We present the modern views on the nature of the Kelvin-Helmholtz (KH) instability and its manifestations in plasma of the solar corona, interplanetary medium and at the boundary of the geomagnetosphere. We briefly describe the main theoretical results of KH instability obtained in the linear approximation. When analyzing the observational data that confirm the occurrence of the KH instability in various magnetic formations of the solar coronal plasma, we use the classical results obtained in the incompressibility approximation. The same approach is used to describe the instability on the daytime magnetosphere boundary. Special attention is paid to the effect of compressibility when analyzing the instability of supersonic shear flows in the solar wind (SW) and on the geomagnetic tail boundary. At supersonic shear flows, disturbances with the wave vector parallel to flow velocity vector are known to be stable in the tangential discontinuity approximation [Landau, 1944]. Therefore, supersonic shear flows are considered to be stable in most studies that take only parallel disturbances into account. Our study takes into consideration the oblique disturbances inclined relative to the velocity vector and shows their crucial role in the instability of supersonic shear flows. The phase velocity of oblique disturbances is shown to be substantially less than the flow velocity, and values of the increment and frequency range are considerably greater than those of longitudinal disturbances.

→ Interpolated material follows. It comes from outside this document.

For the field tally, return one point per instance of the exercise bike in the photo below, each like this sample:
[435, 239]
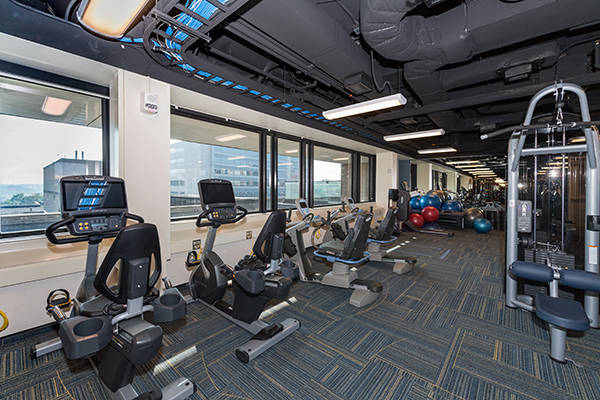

We emphasize that the magnetic field and plasma density inhomogeneity, which reduce the KH instability of subsonic shear flows, also reduce the stabilizing effect of compressibility of the medium and can significantly reduce the increment in the case of supersonic velocity difference. Effective excitation of oblique disturbances by the supersonic KH instability explains the existence of magnetosonic waves and the formation of diffuse shear flows in SW and on the boundary of the distant magnetotail, as well as the SW-magnetosphere energy and impulse transfer.